Here’s what we’ve got to look forward to:
Syriana: George Clooney stars in this political drama set in the world of Middle Eastern oil. Steven Gaghan directs—he wrote Traffic for Steven Soderbergh, a plus, but he also directed Abandon with Katie Holmes, a serious minus. (December 9)
King Kong: Lord of the Rings director Peter Jackson remakes the big gorilla movie and sets it back in the 1930s, starring Jack Black, Naomi Watts and Adrien Brody. The trailer is an epic unto itself, and if the picture can live up to that promo, Kong will rule this season. (December 14)
Brokeback Mountain: Ang Lee’s gay cowboy epic starring Jake Gyllenhaal and Heath Ledger, from an Annie Proulx short story adapted by Larry McMurtry. Shot in the Albertan Rockies, there’ll be plenty of pretty things to look at. (December 16)
Capote: Since its premiere at the Toronto International Film Festival, the heaviest performer Oscar buzz has been for Phillip Seymour Hoffman, starring as the titular writer of In Cold Blood. The fabulous Catherine Keener appears as Harper Lee. (December 16)The Family Stone: Dysfunctional family comedy number one: Dermot Mulroney brings home uptight fiance Sarah Jessica Parker to meet his family at the holidays. The cast is appealing—Diane Keaton, Rachel McAdams, Luke Wilson and Claire Danes. Too bad everything else looks so routine. (December 16)
Munich: Steven Spielberg directs this story about the Israeli retaliation against the Palestinian terrorists who staged the 1972 attack on athletes at the Olympics. Finished shooting in July, the film has had almost no time for post-production, which may make for a more spontaneous final product, or a shambles. (December 23)
Memoirs of a Geisha: Directed by Rob Marshall, who brought Chicago to the screen with considerable commercial success, this assembles a cast of largely Chinese stars to play Japanese characters speaking in English.
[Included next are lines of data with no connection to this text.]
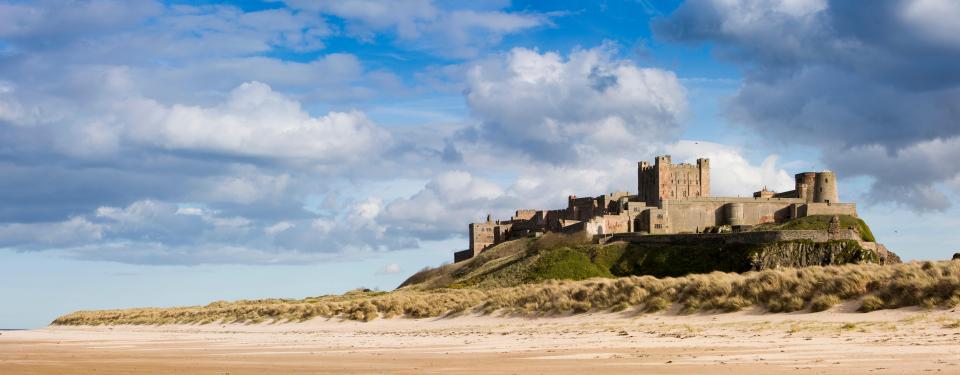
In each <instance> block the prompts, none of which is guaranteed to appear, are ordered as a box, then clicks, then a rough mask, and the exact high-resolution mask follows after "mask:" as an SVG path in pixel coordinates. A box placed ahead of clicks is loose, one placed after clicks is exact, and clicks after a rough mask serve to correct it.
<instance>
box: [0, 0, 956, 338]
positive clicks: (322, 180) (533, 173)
mask: <svg viewBox="0 0 960 375" xmlns="http://www.w3.org/2000/svg"><path fill="white" fill-rule="evenodd" d="M957 17H960V6H958V5H957V4H956V3H955V2H952V1H938V0H916V1H894V0H890V1H878V2H872V3H871V6H870V7H863V4H862V3H858V2H843V1H828V0H789V1H788V0H782V1H751V0H738V1H719V0H688V1H662V2H661V1H656V2H655V1H606V2H523V1H514V2H510V1H490V2H469V3H467V2H455V1H431V0H410V1H374V0H370V1H297V0H291V1H266V2H259V1H245V2H233V3H231V2H226V3H221V2H213V1H205V2H156V1H109V0H100V1H73V2H63V1H31V2H26V1H0V25H2V26H0V177H2V178H0V295H2V296H4V301H5V307H4V308H3V309H0V327H38V326H42V325H45V324H46V323H47V322H49V321H50V320H52V319H53V318H55V317H56V316H58V315H60V314H63V313H66V312H69V311H73V310H78V309H96V308H112V307H132V306H172V305H185V304H205V303H207V302H210V301H213V300H220V299H227V300H230V299H240V298H266V297H291V298H298V297H305V296H311V295H321V294H328V293H341V292H344V291H346V290H349V289H352V288H357V287H371V288H381V289H392V288H394V287H396V286H397V285H398V284H399V283H400V282H401V281H402V280H403V279H404V278H405V277H406V276H407V275H409V274H411V273H412V272H415V271H416V270H418V269H420V268H423V267H425V266H435V265H437V264H440V263H441V262H445V261H450V259H451V258H452V252H453V251H455V250H458V249H461V248H464V247H465V246H466V245H467V240H466V238H465V234H466V224H467V223H468V222H470V221H474V220H478V219H481V218H482V217H484V216H485V214H486V213H493V214H495V215H498V216H506V215H508V214H509V213H510V212H512V211H513V210H514V209H516V208H555V207H560V206H562V205H563V204H564V201H565V198H564V197H565V196H566V195H568V194H577V195H596V194H601V193H605V192H610V191H616V190H627V191H633V190H634V189H635V172H634V171H633V168H635V163H636V162H637V161H639V160H649V159H651V158H652V157H653V156H654V155H657V154H663V153H668V154H672V155H673V156H674V159H679V160H692V159H695V158H697V157H700V156H707V157H710V158H711V159H713V162H712V165H713V168H714V172H713V173H714V179H713V183H714V193H715V194H716V195H738V194H741V195H745V194H750V193H751V192H752V191H754V190H756V189H757V188H759V187H761V186H768V187H771V188H773V189H778V190H784V189H789V188H790V185H791V180H792V177H791V176H792V175H793V173H797V172H800V171H805V170H821V169H830V170H834V171H836V172H837V173H838V174H839V175H840V176H841V181H840V191H841V199H843V200H846V201H855V202H857V203H858V209H859V212H860V214H861V216H862V217H864V218H865V219H866V220H867V221H868V222H869V223H870V224H871V226H872V227H873V228H874V232H875V233H876V235H877V238H878V239H879V240H880V241H881V242H883V243H885V244H886V245H887V246H888V247H889V248H891V249H893V250H894V251H896V252H898V253H899V254H900V255H901V256H902V257H903V258H905V259H943V258H948V257H949V255H950V254H952V253H953V252H954V251H956V248H955V245H954V244H956V243H960V241H958V240H960V237H958V235H957V234H956V231H954V230H952V229H953V228H955V227H956V226H957V225H958V224H960V223H958V221H960V220H958V219H957V217H958V215H957V213H958V209H957V208H956V202H957V193H958V191H960V164H957V163H954V162H953V160H958V159H960V134H958V133H960V127H958V124H960V118H958V113H960V70H958V69H957V68H956V67H955V65H956V64H955V61H960V39H958V35H960V29H958V26H957V25H958V24H957V23H956V22H955V19H957Z"/></svg>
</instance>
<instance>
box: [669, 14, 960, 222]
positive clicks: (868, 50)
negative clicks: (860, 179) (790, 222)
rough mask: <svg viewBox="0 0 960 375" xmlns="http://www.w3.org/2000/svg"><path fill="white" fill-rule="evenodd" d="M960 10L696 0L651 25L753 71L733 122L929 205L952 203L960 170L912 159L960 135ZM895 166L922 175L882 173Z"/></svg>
mask: <svg viewBox="0 0 960 375" xmlns="http://www.w3.org/2000/svg"><path fill="white" fill-rule="evenodd" d="M957 17H960V6H958V5H957V4H956V3H955V2H951V1H938V0H923V1H885V2H877V3H871V4H869V5H866V4H862V3H858V2H845V1H828V0H803V1H794V0H791V1H786V0H784V1H753V0H738V1H720V0H693V1H688V2H686V3H684V4H683V5H682V6H681V7H680V8H679V9H678V10H677V11H676V12H674V13H673V14H671V15H669V16H668V17H666V18H664V19H661V20H659V21H657V22H655V23H654V30H655V32H656V34H657V36H658V37H660V38H661V39H665V40H671V41H679V42H690V43H699V42H712V43H714V45H716V52H717V54H718V55H719V56H721V57H724V58H727V59H729V60H731V61H734V62H737V63H740V64H741V65H742V66H743V67H744V71H745V75H746V77H745V81H744V84H743V85H742V87H741V89H740V91H739V92H738V93H737V94H736V95H735V96H734V97H733V98H732V100H731V101H730V103H729V106H728V108H727V109H728V114H729V116H730V117H731V118H732V119H733V120H735V121H737V122H739V123H743V124H746V125H748V126H750V127H752V128H753V129H755V130H756V131H758V132H760V133H761V134H765V135H766V136H767V137H768V138H770V139H775V140H781V141H780V142H782V143H788V142H800V143H804V144H808V145H813V146H817V147H819V148H820V149H821V150H822V152H823V156H824V160H825V161H826V162H828V165H829V166H830V167H831V168H833V169H835V170H837V171H838V172H839V173H840V174H841V175H844V176H850V175H868V176H871V177H873V178H874V180H875V181H876V182H875V183H874V185H873V188H872V190H871V192H870V195H871V197H872V198H873V199H875V200H878V201H879V200H893V201H899V202H903V203H907V204H909V205H910V206H911V207H914V208H917V209H921V210H925V209H945V208H946V207H948V206H949V205H950V201H949V200H948V199H947V195H945V194H944V193H943V192H942V191H940V187H938V185H939V183H942V182H944V181H949V180H951V179H953V178H955V177H956V176H957V173H958V171H957V170H955V169H952V168H931V167H924V166H917V165H913V164H912V162H913V161H914V160H916V159H917V158H916V155H917V152H916V150H917V149H920V148H924V147H927V146H931V145H934V144H952V143H955V142H956V141H955V140H956V139H957V137H958V136H960V127H958V126H957V124H958V123H960V115H958V113H960V111H958V109H960V107H958V104H957V103H960V70H958V69H956V67H955V65H956V61H958V60H960V39H958V37H957V35H960V34H958V33H954V32H951V31H953V29H955V28H956V27H955V24H956V22H951V21H950V20H955V19H956V18H957ZM933 150H934V151H931V152H939V150H940V149H938V148H934V149H933ZM865 155H871V156H873V157H877V158H869V157H865ZM938 156H941V157H946V156H948V155H946V154H941V155H938ZM877 160H885V161H887V162H888V164H886V165H885V166H883V167H880V165H881V164H879V163H878V162H877ZM939 160H947V159H939ZM941 164H942V163H941ZM889 165H900V166H910V167H907V168H914V167H915V168H919V169H920V170H922V171H923V172H922V174H923V177H922V178H913V175H914V174H915V173H916V172H913V171H909V170H904V169H899V168H897V169H889V171H893V170H896V171H897V173H893V172H886V171H884V170H883V169H884V168H887V167H888V166H889ZM899 172H903V173H899Z"/></svg>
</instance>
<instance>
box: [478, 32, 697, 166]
mask: <svg viewBox="0 0 960 375" xmlns="http://www.w3.org/2000/svg"><path fill="white" fill-rule="evenodd" d="M613 53H614V50H613V48H612V46H601V47H598V48H594V49H589V50H576V51H574V52H572V53H571V54H570V55H569V56H568V57H567V58H566V59H564V58H563V57H562V56H560V55H559V54H557V53H554V52H546V53H540V52H537V51H534V50H528V49H523V48H515V49H513V50H511V51H510V52H509V53H507V54H505V55H503V56H501V57H500V58H497V59H492V60H486V61H484V62H481V63H479V64H477V65H475V66H474V67H473V68H471V69H470V71H469V73H468V74H467V91H466V96H467V103H468V104H469V106H470V109H471V111H472V112H473V114H474V115H475V116H477V117H478V118H479V119H480V121H482V127H481V130H480V132H481V137H482V138H484V139H485V140H486V141H488V142H491V143H493V144H494V145H496V146H500V147H504V148H508V149H512V150H514V151H517V152H520V153H524V154H527V155H529V156H531V157H533V158H534V159H536V160H539V161H546V162H550V163H554V164H558V163H560V164H562V163H568V162H571V161H575V160H577V159H578V158H582V157H587V156H591V155H595V154H609V153H612V152H614V150H622V149H623V148H628V147H631V146H632V145H636V144H638V143H641V142H646V143H649V142H656V141H662V140H668V139H671V138H673V137H675V136H676V135H677V134H679V130H680V120H681V119H682V118H683V116H684V115H685V113H686V109H687V103H686V93H685V90H684V88H683V86H682V85H681V84H680V82H679V81H678V80H677V78H676V76H675V75H674V74H673V73H672V72H669V71H664V70H660V69H653V68H640V67H637V66H636V65H634V64H633V63H631V62H628V61H623V60H616V59H614V57H613Z"/></svg>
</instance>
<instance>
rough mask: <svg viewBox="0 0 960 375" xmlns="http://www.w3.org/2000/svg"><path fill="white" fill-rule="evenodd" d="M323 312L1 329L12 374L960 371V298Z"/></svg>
mask: <svg viewBox="0 0 960 375" xmlns="http://www.w3.org/2000/svg"><path fill="white" fill-rule="evenodd" d="M849 310H850V306H840V307H838V308H836V309H834V310H831V311H829V312H823V313H791V314H762V313H759V312H756V311H747V312H739V313H731V314H702V315H677V314H676V313H675V312H674V313H671V312H667V313H661V314H646V315H631V314H629V313H626V314H610V313H596V314H582V315H576V316H571V317H554V318H538V319H526V318H508V317H494V316H466V317H456V318H441V319H418V320H416V319H381V320H375V321H372V322H369V323H360V322H351V321H341V320H336V319H314V320H311V321H308V322H304V323H284V324H257V325H242V324H209V325H166V326H112V327H109V326H101V327H48V328H44V329H38V330H28V331H4V332H2V333H0V374H5V375H7V374H65V373H71V374H88V373H89V374H129V373H163V374H174V373H175V374H264V373H274V374H307V373H310V374H317V373H321V374H323V373H337V374H371V373H391V374H423V373H454V374H474V373H497V374H511V373H515V374H538V373H543V374H578V375H584V374H586V373H587V372H589V374H591V375H592V374H598V373H610V374H621V373H622V374H627V373H629V374H703V373H707V372H709V373H711V374H738V375H746V374H769V373H796V374H925V373H932V374H936V373H943V374H960V310H957V309H954V310H935V311H925V310H919V309H899V310H887V311H877V312H872V313H867V314H862V313H854V312H847V311H849Z"/></svg>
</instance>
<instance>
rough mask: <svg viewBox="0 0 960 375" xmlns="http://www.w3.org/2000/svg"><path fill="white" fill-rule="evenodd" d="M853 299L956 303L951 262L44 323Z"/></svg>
mask: <svg viewBox="0 0 960 375" xmlns="http://www.w3.org/2000/svg"><path fill="white" fill-rule="evenodd" d="M845 300H857V301H859V302H858V310H860V311H863V312H867V311H874V310H879V309H892V308H899V307H907V306H919V307H923V308H934V307H946V308H951V307H955V306H957V305H958V304H960V261H938V262H911V263H905V264H897V265H885V266H880V265H873V264H855V265H842V266H826V267H806V268H797V269H793V268H784V269H773V270H764V271H758V272H748V273H744V274H736V273H720V272H714V273H710V274H698V275H688V276H684V277H676V278H669V277H668V278H655V277H651V276H640V277H637V276H631V277H622V278H612V279H608V278H594V279H588V280H581V281H556V280H551V281H545V282H540V283H533V284H523V285H518V286H512V287H496V288H439V289H429V290H417V289H413V288H403V289H400V290H397V291H393V292H379V291H369V290H355V291H352V292H348V293H346V294H344V295H339V296H323V297H314V298H305V299H301V300H289V299H266V300H246V301H236V302H224V301H219V302H214V303H211V304H208V305H206V306H193V307H176V308H139V309H125V310H102V311H78V312H74V313H71V314H67V315H64V316H62V317H60V318H58V319H56V320H55V321H54V322H53V324H54V325H103V324H109V325H112V324H134V325H157V324H197V323H199V324H208V323H261V322H301V321H306V320H310V319H313V318H316V317H325V318H335V317H336V318H345V319H349V320H357V321H371V320H374V319H377V318H393V317H409V318H426V317H440V316H451V315H459V314H470V313H481V314H499V315H507V316H551V315H565V314H576V313H585V312H591V311H632V312H637V313H643V312H654V311H660V310H664V309H667V308H669V307H671V306H677V307H678V309H679V311H680V312H681V313H685V314H690V313H695V312H711V311H716V312H731V311H739V310H742V309H744V308H747V307H751V306H754V307H757V308H759V309H762V310H765V311H770V312H793V311H801V310H811V311H823V310H826V309H829V308H830V307H831V306H833V305H835V304H837V303H840V302H841V301H845Z"/></svg>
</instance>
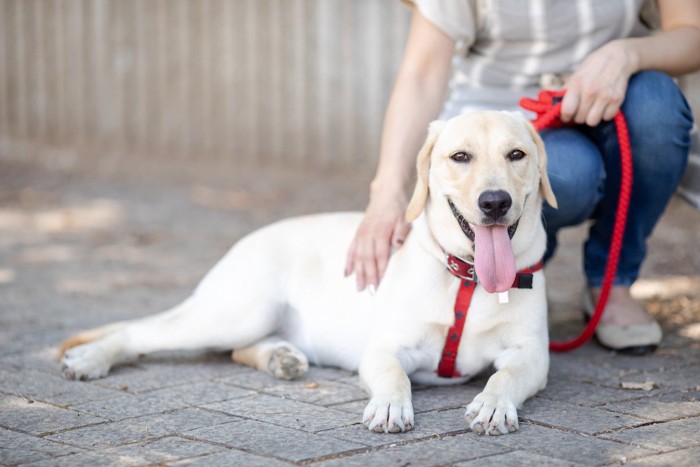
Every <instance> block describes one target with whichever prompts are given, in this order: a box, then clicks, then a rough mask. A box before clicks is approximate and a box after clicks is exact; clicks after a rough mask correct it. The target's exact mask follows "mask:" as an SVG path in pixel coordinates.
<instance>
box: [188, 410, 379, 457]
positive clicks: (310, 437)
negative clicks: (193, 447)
mask: <svg viewBox="0 0 700 467" xmlns="http://www.w3.org/2000/svg"><path fill="white" fill-rule="evenodd" d="M185 436H186V437H187V438H190V439H198V440H203V441H210V442H214V443H221V444H225V445H227V446H229V447H232V448H236V449H242V450H245V451H251V452H255V453H258V454H264V455H268V456H272V457H276V458H279V459H282V460H284V459H286V460H290V461H294V462H298V461H302V460H305V459H314V458H317V457H322V456H328V455H331V454H337V453H342V452H347V451H354V450H357V449H364V448H366V446H365V445H363V444H360V443H354V442H348V441H343V440H339V439H335V438H332V437H330V436H321V435H318V434H313V433H308V432H305V431H299V430H292V429H290V428H284V427H280V426H276V425H270V424H267V423H262V422H258V421H256V420H244V421H242V422H237V423H232V424H229V425H219V426H216V427H206V428H199V429H196V430H192V431H189V432H187V433H185Z"/></svg>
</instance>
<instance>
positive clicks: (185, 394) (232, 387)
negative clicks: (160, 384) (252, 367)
mask: <svg viewBox="0 0 700 467" xmlns="http://www.w3.org/2000/svg"><path fill="white" fill-rule="evenodd" d="M146 394H147V395H148V396H149V397H160V398H163V399H170V400H175V401H179V402H181V403H182V404H185V405H190V406H201V405H204V404H209V403H212V402H220V401H225V400H230V399H236V398H239V397H245V396H250V395H253V394H255V391H251V390H247V389H241V388H238V387H235V386H231V385H229V384H224V383H220V382H218V381H202V382H198V383H193V384H186V385H184V386H176V387H170V388H166V389H159V390H154V391H151V392H148V393H146Z"/></svg>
Only in Hollywood. (December 25) The Producers: The 1970s Mel Brooks comedy inspires a hit Broadway show that inspires a film version. Expect a sequel, Summertime for Hitler. Matthew Broderick and Nathan Lane return to their roles and are joined by Uma Thurman and Will Ferrell. (December 25)
Rumor Has It: Dysfunctional family comedy number two: Jennifer Aniston discovers her family is the basis for The Graduate. That makes Mrs. Robinson her grandmother, as played by Shirley MacLaine, and Kevin Costner as Benjamin Braddock. One supposes Elaine and Ben didn’t stay together. Director Rob Reiner has great work of this ilk behind him, so it could be hilarious. (December 25)
Casanova: Heath Ledger again, as the legendary Venetian lover, with Sienna Miller, who finally gets a chance to show she’s an actress. The perpetually tasteful Swede Lasse Hallestrom directs, which would suggest the lustiness of the Donald Sutherland version won’t be revisited here. Too bad. (December 25)
The New World: Notable for having been directed by mystery man Terrence Malick, the American auteur who has made only three movies in 32 years. This is the story of European settlers and their clash with Native Americans in the 17th century and stars Colin Farrell and Christian Bale. (December)
Match Point: We’ll be lucky to see this in Halifax before the new year, but the buzz is already better than for any Woody Allen film in the past 10 years. A Hitchockian thriller set in London, it stars Emily Mortimer, Scarlett Johanssen and Jonathan Rhys-Meyers. (December)
Transamerica: Desperate Housewives star Felicity Huffman plays a character on the verge of a male-to-female sex change when he discovers he has fathered a son. (December)
As always, dates are subject to change. As always, check the movie listings to confirm.